For the US, India would have emerged as a major partner in Asia, particularly in South Asia, and an assured market for its companies and technology. Although India does not believe in alliances, warmer relations between India and the US would certainly have an impact on the emerging scenario in Asia.

Whatever the public assurances, the quality of the strategic partnership that was supposed to be underpinned by the nuclear deal would now get diluted.

Well-placed sources tell me that the FDI and the supply of sensitive hi-tech items needed by India have already begun slowing down.

The CPM’s opposition to the deal has been unambiguous from the beginning. The ink had not even dried on the agreement signed in July 2005 by Dr Manmohan Singh and George Bush, when the CPM had issued a statement in Delhi that the party would oppose the nuclear deal. Prakash Karat and other spokesmen of the Left have been relentlessly opposing the nuclear deal since then, using the weight of the 63 votes they have in the Lok Sabha.

For the Manmohan Singh government, opposition coming from the CPM and other Left parties may not have come as a surprise as the party is ideologically opposed to the US and any arrangement that might make India get too close to the superpower.

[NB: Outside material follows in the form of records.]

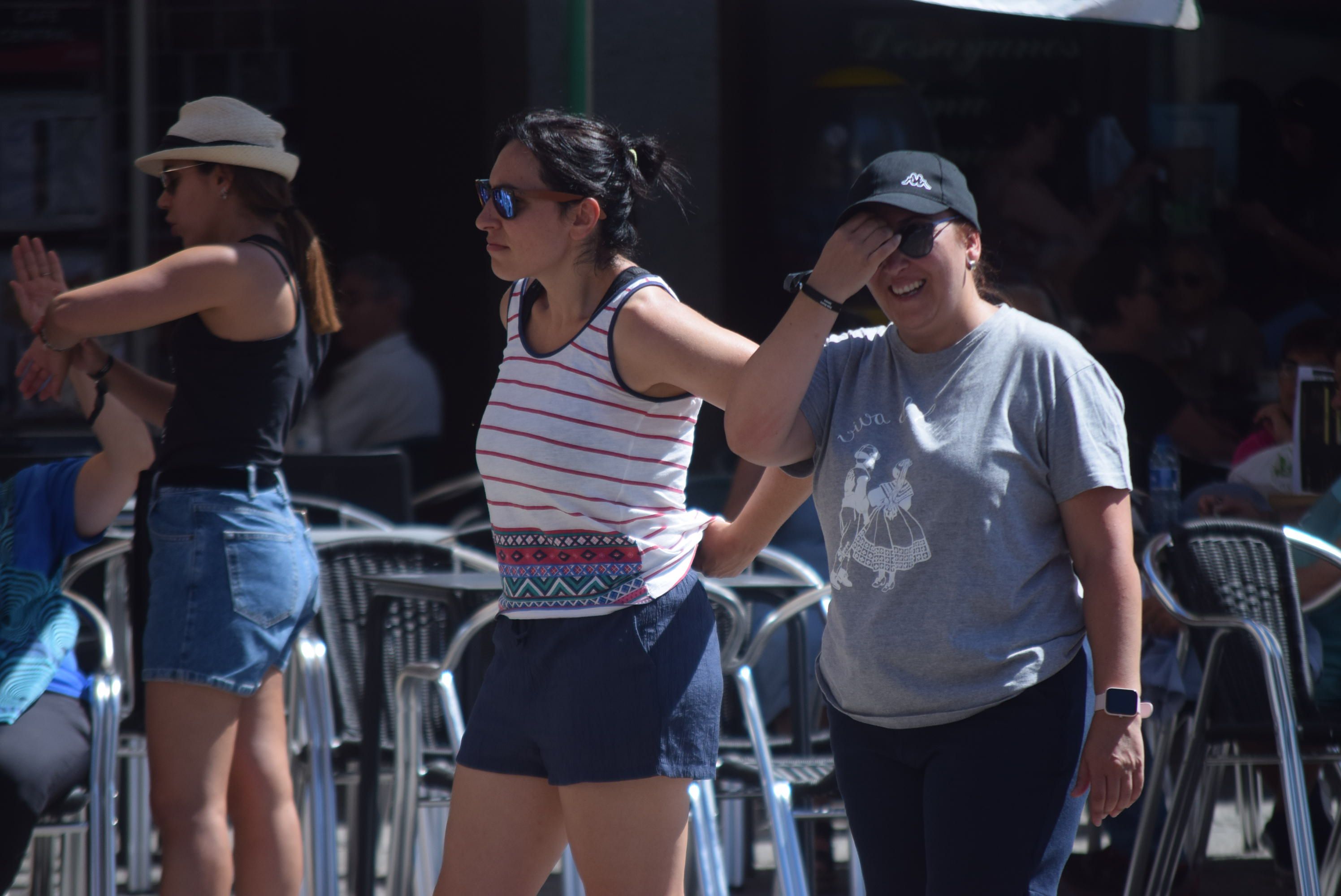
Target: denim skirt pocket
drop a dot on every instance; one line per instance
(262, 574)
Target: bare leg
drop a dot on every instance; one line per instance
(629, 836)
(191, 733)
(503, 835)
(267, 839)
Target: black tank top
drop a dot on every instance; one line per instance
(237, 401)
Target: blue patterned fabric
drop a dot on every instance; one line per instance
(37, 628)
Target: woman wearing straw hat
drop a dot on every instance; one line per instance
(233, 572)
(604, 694)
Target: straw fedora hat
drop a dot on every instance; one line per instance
(226, 130)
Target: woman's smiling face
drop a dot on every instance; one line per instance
(537, 238)
(924, 297)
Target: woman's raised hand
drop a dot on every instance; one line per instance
(42, 372)
(38, 280)
(852, 255)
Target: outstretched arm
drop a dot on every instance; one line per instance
(109, 478)
(729, 548)
(763, 414)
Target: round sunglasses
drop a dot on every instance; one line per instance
(505, 198)
(918, 238)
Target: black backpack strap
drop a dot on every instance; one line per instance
(279, 253)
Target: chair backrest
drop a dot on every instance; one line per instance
(1244, 569)
(415, 632)
(329, 512)
(377, 481)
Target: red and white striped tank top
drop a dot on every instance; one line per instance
(584, 477)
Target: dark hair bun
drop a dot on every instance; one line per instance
(590, 157)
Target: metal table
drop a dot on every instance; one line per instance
(431, 586)
(437, 586)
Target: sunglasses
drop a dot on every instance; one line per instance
(1186, 278)
(171, 183)
(918, 238)
(505, 198)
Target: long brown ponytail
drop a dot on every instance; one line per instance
(271, 196)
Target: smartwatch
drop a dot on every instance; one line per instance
(1123, 702)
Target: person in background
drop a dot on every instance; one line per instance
(970, 467)
(1289, 235)
(387, 392)
(1116, 294)
(1265, 459)
(48, 513)
(1033, 227)
(1211, 349)
(233, 573)
(604, 695)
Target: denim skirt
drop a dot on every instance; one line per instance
(233, 581)
(628, 695)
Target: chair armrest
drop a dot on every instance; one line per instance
(462, 639)
(91, 559)
(1319, 548)
(470, 557)
(735, 609)
(106, 643)
(778, 617)
(447, 490)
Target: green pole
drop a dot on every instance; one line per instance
(580, 57)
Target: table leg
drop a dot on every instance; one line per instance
(364, 851)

What, however, has puzzled the Manmohan Singh government is the BJP’s opposition to the deal on one ground or another. This is particularly so because the NDA government had held nearly a dozen round of talks with Strobe Talbott on the CTBT when it was in power and took the matters quite far. The BJP’s opposition to the deal is being seen as for the sake of opposing only.

It is highly unlikely that either the CPM or the BJP will give up opposition to the deal.

Neither party is mindful of the fact that having signed the agreement on behalf of the country, it may not be proper for the government and the country to pull back when a follow-up was needed in the IAEA, NSG and the US Congress.

The Indo-US nuclear deal, the nation’s most daring foreign policy initiative since Independence, is essentially becoming a victim of lack of consensus needed among the political parties and of compulsions of coalition parties.

Both India and the US are in the election mode. For George Bush, these are the last few months in power. And no one knows whether his successor at the White House, John McCain or Barack Obama, will pull the deal out of the limbo.

In India also, the post-election scenario is uncertain and no one can say at this stage whether the new government in New Delhi will have any enthusiasm for the deal.